Maybe that was Zenia’s trick. Maybe she presented herself as vacancy, as starvation, as an empty beggar’s bowl. Maybe the posture she’d assumed was on her knees, hands upstretched for alms. Maybe Mitch wanted the opportunity to do a little coin-scattering, an opportunity never provided by Roz. He was tired of being given to, of being forgiven, of being rescued; maybe he wanted to do a little giving and rescuing of his own. Even better than a beautiful woman on her knees would be a grateful beautiful woman on her knees. But hadn’t Roz been grateful enough?

Apparently not.

Roz stoops low. She gives in to her gnawing hunger for dirt and hires a private detective, a woman named Harriet; Harriet the Hungarian, someone she learned about, way back, through Uncle Joe, who had some Hungarian connections. “I just want to know what they’re up to,” she tells Harriet.
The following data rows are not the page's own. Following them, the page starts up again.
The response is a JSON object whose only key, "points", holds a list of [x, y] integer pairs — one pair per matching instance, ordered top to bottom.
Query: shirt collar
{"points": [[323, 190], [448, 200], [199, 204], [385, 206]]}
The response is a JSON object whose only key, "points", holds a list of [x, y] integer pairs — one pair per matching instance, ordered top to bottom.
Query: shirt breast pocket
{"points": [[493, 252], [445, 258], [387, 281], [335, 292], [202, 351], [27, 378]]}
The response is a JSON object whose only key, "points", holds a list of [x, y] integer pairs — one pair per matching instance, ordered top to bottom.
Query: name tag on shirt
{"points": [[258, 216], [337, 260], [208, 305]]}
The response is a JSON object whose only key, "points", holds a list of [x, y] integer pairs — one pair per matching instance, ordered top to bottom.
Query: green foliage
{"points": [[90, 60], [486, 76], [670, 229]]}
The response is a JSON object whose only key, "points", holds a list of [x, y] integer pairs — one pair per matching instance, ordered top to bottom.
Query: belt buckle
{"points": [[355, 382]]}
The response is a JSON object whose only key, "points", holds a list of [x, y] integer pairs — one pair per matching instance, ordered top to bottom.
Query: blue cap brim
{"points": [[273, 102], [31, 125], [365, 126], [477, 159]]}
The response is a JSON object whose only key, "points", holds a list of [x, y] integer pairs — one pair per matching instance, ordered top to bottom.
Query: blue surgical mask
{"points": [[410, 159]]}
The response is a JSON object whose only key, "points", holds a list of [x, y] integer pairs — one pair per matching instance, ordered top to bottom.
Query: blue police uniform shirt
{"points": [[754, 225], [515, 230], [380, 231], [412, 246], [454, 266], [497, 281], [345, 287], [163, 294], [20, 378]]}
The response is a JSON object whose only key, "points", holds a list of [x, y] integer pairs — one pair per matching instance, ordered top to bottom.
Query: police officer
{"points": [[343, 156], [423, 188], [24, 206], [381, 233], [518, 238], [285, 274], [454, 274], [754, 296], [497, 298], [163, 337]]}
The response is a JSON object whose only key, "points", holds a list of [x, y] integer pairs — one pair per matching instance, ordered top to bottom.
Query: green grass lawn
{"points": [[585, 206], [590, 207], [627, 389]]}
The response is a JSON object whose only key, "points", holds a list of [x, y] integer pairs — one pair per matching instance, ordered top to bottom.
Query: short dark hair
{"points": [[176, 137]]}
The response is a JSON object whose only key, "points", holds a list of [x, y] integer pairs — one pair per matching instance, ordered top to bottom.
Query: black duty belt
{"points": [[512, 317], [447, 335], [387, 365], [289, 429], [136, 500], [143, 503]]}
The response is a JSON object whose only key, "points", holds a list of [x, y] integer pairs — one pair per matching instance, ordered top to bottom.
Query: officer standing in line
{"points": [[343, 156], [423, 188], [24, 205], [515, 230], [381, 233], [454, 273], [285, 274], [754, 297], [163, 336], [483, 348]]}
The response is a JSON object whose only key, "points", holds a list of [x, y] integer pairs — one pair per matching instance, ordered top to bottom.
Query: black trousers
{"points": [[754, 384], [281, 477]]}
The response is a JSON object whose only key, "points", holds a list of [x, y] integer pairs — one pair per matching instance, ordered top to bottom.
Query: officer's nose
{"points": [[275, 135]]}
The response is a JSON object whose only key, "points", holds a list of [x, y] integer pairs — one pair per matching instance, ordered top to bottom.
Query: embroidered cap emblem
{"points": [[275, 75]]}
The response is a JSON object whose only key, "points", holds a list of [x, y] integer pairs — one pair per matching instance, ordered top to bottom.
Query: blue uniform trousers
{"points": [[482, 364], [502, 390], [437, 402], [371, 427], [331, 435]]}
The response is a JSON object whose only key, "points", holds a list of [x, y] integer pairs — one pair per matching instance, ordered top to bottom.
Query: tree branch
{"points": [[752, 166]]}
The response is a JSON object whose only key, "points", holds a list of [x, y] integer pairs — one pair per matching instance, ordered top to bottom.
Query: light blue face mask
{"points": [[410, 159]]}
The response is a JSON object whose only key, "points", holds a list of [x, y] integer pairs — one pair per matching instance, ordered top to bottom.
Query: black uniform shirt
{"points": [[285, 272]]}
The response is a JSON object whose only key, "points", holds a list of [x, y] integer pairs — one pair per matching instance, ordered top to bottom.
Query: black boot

“What sort of thing?” asks Harriet.

“Where they’re living, what they do,” says Roz. “Whether she’s real.”

“Real?” says Harriet.

“Where she came from,” says Roz.

Harriet finds out sufficient. Sufficient to make Roz even more miserable than she is. Zenia and Mitch live in a penthouse apartment overlooking the harbour, near where Mitch moors his boat. That way they can go for quick little sails on it, Roz supposes, though she can’t see Zenia putting up with too much of that. Getting wet, chipping her polish. Not as much as Roz put up with. What else do they do? They eat out, they eat in. Zenia goes shopping. What’s to see?

The question of whether Zenia is real or not is more difficult to solve. She doesn’t seem to have been born, at least not under that name; but how can anyone say, since so much of Berlin went up in smoke? Inquiries in Waterloo produce nothing. She didn’t go to school there, or not under her present name. Is she even Jewish? It’s anybody’s guess, says Harriet.